The Court was hearing a matter where three accused were held to be guilty of robbery with attempt to cause grievous hurt by the Trial Court. One of the accused contended that he was merely 15 years old at the time of occurrence and was undergoing treatment for a mental disorder at a government hospital. He supported his claim through a copy of an OPD card and the testimony of the appellant’s mother who stated that he sometimes had to be kept chained at home to prevent harm to himself and others. The High Court took notice of the appellant’s age being 21 years at the time of recording of his Section 313 Cr.P.C. statement in March 2004 and concluded that the appellant would therefore have been an able-minded major at the time of incident in May, 2001.
At the outset, the Supreme Court noticed that pleas of unsoundness of mind under Section 84 of IPC or mitigating circumstances like juvenility of age, ordinarily ought to be raised during trial itself. Belated claims not only prevent proper production and appreciation of evidence, but they also undermine the genuineness of the defence’s case.
The Court took note of the fact that no evidence in the form of a birth certificate, school record or medical test was brought forth; nor any expert examination has been sought by the appellant. Instead, the statement recorded under Section 313 CrPC shows that the appellant was above 18 years around the time of the incident, which is a far departure from the claimed age of 15 years.
Stating that the plea of mental disorder remains unsubstantiated, the Court noticed that no deposition was made by any witness, nor did the appellant himself claim any such impairment during his Section 313 CrPC statement. On the contrary, his conduct of running away from the spot of the crime evidence an elevated level of mental intellect. The answers recorded in response to the questions put forth by the Additional Sessions Judge at the Sec 313 CrPC stage are also not mechanical or laconic. For example, the appellant explains his refusal to participate in the TIP proceedings by alleging that his face had already been shown by the police to the complainant.

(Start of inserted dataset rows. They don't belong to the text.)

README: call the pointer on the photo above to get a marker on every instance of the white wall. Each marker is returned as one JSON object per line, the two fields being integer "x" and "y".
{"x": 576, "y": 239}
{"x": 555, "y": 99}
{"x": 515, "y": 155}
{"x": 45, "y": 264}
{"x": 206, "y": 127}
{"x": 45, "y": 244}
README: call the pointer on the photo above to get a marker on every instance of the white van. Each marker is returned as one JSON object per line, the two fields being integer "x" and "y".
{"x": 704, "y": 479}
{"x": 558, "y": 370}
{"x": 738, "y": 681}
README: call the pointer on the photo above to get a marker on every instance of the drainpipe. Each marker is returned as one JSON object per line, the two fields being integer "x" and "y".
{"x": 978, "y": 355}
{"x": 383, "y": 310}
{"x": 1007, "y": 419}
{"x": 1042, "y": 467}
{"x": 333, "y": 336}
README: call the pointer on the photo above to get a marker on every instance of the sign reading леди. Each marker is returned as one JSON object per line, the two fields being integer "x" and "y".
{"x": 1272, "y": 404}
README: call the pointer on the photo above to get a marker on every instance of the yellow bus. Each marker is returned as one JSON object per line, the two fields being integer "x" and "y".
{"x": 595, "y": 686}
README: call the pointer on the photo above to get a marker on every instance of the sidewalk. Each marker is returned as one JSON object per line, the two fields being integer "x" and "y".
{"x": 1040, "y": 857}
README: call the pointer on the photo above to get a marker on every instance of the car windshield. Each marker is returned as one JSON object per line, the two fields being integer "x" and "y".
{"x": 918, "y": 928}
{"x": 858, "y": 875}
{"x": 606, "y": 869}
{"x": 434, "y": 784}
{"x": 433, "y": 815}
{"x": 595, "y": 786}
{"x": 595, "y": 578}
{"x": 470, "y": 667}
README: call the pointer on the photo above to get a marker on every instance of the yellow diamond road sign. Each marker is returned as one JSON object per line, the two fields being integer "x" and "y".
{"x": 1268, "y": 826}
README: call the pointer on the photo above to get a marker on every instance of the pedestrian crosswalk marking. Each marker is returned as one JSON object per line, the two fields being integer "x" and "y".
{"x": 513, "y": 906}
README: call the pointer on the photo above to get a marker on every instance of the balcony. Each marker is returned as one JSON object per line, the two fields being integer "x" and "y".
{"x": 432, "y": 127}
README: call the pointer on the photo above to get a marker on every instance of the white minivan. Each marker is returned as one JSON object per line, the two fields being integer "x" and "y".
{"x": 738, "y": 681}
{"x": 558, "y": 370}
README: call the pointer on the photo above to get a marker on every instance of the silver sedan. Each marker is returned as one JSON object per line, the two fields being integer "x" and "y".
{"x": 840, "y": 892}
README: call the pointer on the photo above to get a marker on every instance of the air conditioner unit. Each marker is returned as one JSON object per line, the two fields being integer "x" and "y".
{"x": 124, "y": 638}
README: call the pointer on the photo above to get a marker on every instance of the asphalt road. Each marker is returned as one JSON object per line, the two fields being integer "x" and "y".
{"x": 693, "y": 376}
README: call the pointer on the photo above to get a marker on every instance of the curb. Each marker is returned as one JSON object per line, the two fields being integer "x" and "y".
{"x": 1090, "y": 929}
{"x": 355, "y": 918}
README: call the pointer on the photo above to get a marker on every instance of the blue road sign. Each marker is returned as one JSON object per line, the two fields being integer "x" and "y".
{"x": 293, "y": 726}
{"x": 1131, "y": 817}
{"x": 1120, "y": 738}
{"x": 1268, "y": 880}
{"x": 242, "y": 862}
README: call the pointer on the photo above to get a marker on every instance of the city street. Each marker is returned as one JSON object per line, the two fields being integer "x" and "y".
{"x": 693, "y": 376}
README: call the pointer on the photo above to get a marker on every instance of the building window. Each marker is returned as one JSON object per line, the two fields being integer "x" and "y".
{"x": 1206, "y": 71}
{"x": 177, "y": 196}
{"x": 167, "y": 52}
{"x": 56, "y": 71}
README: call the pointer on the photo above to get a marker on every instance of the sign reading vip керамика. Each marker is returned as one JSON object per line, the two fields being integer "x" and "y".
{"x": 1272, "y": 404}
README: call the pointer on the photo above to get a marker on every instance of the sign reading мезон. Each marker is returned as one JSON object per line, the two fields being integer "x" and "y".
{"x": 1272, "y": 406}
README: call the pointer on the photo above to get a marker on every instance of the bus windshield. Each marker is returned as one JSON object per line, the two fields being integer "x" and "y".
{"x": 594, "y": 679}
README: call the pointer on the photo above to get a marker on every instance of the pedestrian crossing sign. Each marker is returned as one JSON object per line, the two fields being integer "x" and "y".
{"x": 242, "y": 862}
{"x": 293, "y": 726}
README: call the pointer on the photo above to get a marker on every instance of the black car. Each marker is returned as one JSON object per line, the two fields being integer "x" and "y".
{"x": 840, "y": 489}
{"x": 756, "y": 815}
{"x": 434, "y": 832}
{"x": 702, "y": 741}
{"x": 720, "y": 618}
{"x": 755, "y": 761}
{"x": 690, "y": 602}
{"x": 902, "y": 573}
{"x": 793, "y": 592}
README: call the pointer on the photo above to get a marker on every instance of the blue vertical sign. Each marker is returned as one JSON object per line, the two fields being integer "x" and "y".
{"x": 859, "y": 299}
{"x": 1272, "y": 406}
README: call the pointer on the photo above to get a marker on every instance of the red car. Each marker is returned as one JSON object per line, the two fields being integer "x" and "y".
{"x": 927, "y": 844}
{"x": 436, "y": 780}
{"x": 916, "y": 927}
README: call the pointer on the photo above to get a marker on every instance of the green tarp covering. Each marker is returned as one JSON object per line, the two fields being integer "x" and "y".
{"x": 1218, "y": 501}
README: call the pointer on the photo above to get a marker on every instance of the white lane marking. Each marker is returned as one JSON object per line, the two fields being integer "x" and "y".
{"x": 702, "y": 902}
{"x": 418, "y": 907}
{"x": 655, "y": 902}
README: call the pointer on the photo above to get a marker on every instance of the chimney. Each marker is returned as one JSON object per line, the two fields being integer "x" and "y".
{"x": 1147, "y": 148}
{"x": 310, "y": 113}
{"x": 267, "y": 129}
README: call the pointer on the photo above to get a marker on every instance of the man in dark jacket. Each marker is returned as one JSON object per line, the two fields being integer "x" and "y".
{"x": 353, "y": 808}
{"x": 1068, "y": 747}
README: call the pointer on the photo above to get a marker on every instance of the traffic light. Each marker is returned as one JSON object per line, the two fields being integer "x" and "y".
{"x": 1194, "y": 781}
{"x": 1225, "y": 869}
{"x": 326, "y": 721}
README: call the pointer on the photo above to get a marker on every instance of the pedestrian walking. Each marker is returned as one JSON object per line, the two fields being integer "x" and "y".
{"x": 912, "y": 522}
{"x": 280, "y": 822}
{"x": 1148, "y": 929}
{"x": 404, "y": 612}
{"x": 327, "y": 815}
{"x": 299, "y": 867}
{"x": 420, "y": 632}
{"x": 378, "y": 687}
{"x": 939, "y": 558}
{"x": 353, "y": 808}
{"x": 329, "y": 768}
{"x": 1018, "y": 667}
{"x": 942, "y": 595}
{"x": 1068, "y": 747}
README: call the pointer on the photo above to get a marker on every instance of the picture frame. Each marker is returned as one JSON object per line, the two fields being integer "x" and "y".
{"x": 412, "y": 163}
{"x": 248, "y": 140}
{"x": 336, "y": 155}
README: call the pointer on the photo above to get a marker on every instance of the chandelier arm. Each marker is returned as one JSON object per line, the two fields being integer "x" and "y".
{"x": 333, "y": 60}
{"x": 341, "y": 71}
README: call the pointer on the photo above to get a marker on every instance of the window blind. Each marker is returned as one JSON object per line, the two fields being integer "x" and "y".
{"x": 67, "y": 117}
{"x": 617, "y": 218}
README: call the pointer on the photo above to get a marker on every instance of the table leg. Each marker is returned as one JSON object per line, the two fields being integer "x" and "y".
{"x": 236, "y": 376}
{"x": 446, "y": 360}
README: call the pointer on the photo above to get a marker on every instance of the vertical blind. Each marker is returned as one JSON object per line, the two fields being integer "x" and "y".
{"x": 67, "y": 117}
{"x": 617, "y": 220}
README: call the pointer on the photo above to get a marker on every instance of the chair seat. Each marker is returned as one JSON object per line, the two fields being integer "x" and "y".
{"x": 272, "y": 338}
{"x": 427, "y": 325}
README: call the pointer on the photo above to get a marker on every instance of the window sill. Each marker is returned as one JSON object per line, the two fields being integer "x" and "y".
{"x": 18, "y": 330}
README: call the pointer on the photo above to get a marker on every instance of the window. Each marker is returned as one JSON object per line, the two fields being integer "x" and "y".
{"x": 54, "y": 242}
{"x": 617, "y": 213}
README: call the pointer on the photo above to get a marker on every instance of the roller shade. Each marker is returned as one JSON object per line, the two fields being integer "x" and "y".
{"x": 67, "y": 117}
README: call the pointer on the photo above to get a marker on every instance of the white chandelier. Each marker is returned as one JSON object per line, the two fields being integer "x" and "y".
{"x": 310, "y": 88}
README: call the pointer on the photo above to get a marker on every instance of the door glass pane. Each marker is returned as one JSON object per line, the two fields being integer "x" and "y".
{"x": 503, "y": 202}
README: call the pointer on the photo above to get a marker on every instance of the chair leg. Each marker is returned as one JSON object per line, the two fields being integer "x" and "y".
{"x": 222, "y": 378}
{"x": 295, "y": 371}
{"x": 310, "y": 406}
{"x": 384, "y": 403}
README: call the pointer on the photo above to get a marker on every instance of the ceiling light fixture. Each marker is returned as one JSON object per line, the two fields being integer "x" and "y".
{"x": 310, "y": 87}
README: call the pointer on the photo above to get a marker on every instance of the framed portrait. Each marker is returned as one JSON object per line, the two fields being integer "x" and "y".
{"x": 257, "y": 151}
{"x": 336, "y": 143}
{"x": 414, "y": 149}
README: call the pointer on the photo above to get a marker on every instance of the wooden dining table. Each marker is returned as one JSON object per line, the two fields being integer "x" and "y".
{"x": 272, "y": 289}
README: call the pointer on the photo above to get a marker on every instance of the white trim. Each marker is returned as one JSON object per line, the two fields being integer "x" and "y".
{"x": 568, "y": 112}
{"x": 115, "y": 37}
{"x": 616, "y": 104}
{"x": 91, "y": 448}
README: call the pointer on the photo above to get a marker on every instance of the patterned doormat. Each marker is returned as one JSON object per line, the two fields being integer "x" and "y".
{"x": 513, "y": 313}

When the Court tried to get the appellant mentally examined, it was brought to its notice that the appellant who had been granted bail by this Court earlier, is untraceable. The appellant is not residing at his claimed address since the past eight years, and even the appellant’s own counsel fairly admitted to not having received any instructions from his client since the past ten years, The Court, hence, concluded that the plea of mental illness is nothing but a made-up story, and is far from genuine.